When asked what the scariest game is on Xbox One, chances are Outlast will be among the suggestions. Not only was the predecessor remarkably well paced and came with an eerie setting, but it knew exactly how to make you shit yourself at all the wrong times. Swapping out the mental health theme found in the first game, Outlast II aims for a more religious sort of vibe and it works well in its favour. Not only have Red Barrells taken on board the few criticisms that were pushed forward regarding the first game, but they’ve fine-tuned the feeling of isolation and desperation that any player should be subject to in a survival horror.
With that being said Outlast II not only presents you with a ridiculously scary game, but one that’s not afraid to dive into some truly traumatic scenarios.

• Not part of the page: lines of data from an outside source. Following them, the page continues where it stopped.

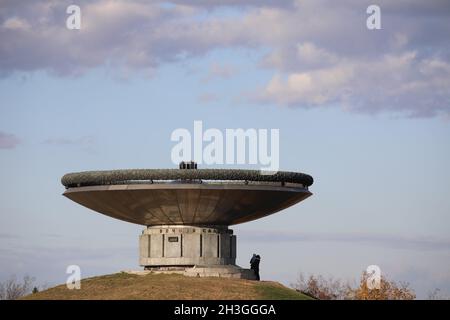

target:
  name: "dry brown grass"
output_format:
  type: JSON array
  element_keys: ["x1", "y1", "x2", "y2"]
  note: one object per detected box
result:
[{"x1": 25, "y1": 273, "x2": 307, "y2": 300}]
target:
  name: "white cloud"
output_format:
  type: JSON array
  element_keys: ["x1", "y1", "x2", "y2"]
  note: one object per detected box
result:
[{"x1": 0, "y1": 0, "x2": 450, "y2": 117}]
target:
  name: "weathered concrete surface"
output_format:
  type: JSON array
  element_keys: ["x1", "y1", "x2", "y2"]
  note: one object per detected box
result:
[
  {"x1": 64, "y1": 182, "x2": 311, "y2": 225},
  {"x1": 139, "y1": 226, "x2": 236, "y2": 268}
]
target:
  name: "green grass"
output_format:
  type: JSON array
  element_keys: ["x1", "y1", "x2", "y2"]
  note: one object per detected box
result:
[{"x1": 24, "y1": 273, "x2": 310, "y2": 300}]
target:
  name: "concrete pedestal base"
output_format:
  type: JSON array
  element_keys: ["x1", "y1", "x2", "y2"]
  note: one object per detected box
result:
[{"x1": 139, "y1": 225, "x2": 236, "y2": 270}]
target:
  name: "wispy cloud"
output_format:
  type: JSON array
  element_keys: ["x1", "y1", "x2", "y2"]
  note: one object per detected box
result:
[
  {"x1": 241, "y1": 230, "x2": 450, "y2": 251},
  {"x1": 202, "y1": 63, "x2": 238, "y2": 82},
  {"x1": 0, "y1": 0, "x2": 450, "y2": 117},
  {"x1": 0, "y1": 131, "x2": 20, "y2": 149},
  {"x1": 197, "y1": 93, "x2": 218, "y2": 103}
]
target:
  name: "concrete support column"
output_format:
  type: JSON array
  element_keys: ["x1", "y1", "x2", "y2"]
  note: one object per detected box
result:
[{"x1": 139, "y1": 225, "x2": 236, "y2": 269}]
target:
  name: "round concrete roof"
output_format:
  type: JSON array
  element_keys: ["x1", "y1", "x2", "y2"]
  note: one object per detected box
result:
[
  {"x1": 61, "y1": 169, "x2": 313, "y2": 188},
  {"x1": 62, "y1": 169, "x2": 313, "y2": 226}
]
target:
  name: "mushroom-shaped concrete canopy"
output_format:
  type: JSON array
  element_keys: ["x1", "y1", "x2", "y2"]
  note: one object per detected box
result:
[{"x1": 62, "y1": 169, "x2": 313, "y2": 226}]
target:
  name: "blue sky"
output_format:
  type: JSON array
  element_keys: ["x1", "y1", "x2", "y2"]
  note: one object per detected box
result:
[{"x1": 0, "y1": 1, "x2": 450, "y2": 297}]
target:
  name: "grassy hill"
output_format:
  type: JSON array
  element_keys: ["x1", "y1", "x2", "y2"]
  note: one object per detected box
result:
[{"x1": 24, "y1": 273, "x2": 310, "y2": 300}]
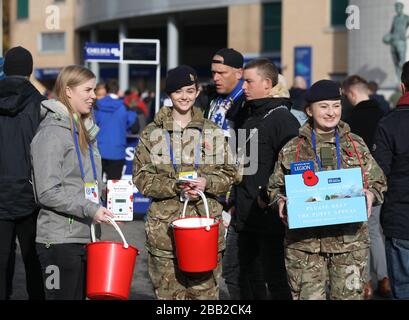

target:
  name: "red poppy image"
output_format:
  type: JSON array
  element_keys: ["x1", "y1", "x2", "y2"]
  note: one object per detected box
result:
[{"x1": 302, "y1": 170, "x2": 319, "y2": 187}]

You take on the role of journalist Blake Langermann who just so happens to be heading out with his wife Lynn on an assignment in the Arizona desert. Following an unexpected turn of events, Blake and Lynn are separated and from here you find yourself at the mercy of a band of Christian groups that have their own warped ideologies of the bible’s text.
Red Barrells took no prisoners when drafting up the story, and even the delivery of the dark tone. Bodies of dead children are hardly few and far between, and it doesn’t stop there. Outlast II has a surprisingly strong tie to sexual references and explicit descriptions. It’s important that you play this game with an open mind, because if you’re easily offended (or disgusted) then this certainly isn’t something you will enjoy. Fortunately I have a strong stomach and can shrug even the most gruesome of scenarios off, but with that said, I have no doubt whatsoever that some of the sections in Outlast II will turn players away.
That’s not a bad thing by any means, but I would be remiss if I didn’t point out how severe this game can get. In terms of story there’s a good deal of mystery that surrounds the overarching plot, and the several characters you engage with do well to convey fear, solitude, and faith, despite how twisted they all are. One character in particular has this Pyramid Head vibe to her as she patrols areas of the game with very little care for stubbing her toes, meaning if you see her, you’re fucked. She’s not the only stand out antagonist, in fact all of them do a brilliant job at keeping you not only on your feet, but intrigued too.
Gameplay is largely similar to the first outing, in which you once again have use of a night vision camera to aid you on your way around the vast dark surroundings. Batteries are conveniently scattered everywhere and you’ll need to remain vigilant of your camera’s battery life to ensure that you know when it’s going to run out. If I had a single criticism about Outlast II, it would be about how dark the game is. Obviously that’s the identity of the series, but I felt that the locations within were maybe a bit too dark, or at least so much so that you literally cannot see where you’re going when you’re in the outdoors and lack the night vision mechanic.
Night vision isn’t the only function that you can utilise in Outlast II. The camera also comes with a microphone which doubles up as a means to trace where your enemies are. On top of this you can also record (in 1080p as the camera constantly points out) specific moments that can be viewed via the journal. There’s no denying that this game is well rounded up in comparison to the predecessor, and comes with a highly detailed beefy map that offers up a nice diverse selection of environments to trek through. One problem that Outlast II may inadvertently suffer from is the fact that it’s releasing shortly after Resident Evil 7, which shares the same gameplay personality as this. That’s not a fault, but an observation that select fans may be tired of the formula before the journey even begins.
Outlast II is in every sense of the word, disturbing. The intention to outdo everything that was Outlast is more than apparent, but Red Barrells have done so in such a way that they’ve demonstrated no hesitance as to how far they’re willing to take you. Even fans of the first game will be shocked by what’s on offer, but maybe that’s the point. When you’re mouth isn’t wide open in disbelief, you’re ass is going to be 1 foot off your chair following each and every well placed jump scare that will attack you at every moment you let your guard down. Visually this is much more refined than Outlast and comes with plenty of locations to enjoy. The new camera functions are hardly game changing, but they’re well implemented and go hand in hand with the overall experience. Red Barrells clearly know how to craft a sequel, and it’s one that’s well worth your time and attention.
This game was tested and reviewed on Xbox One. All of the opinions and insights here are subject to that version.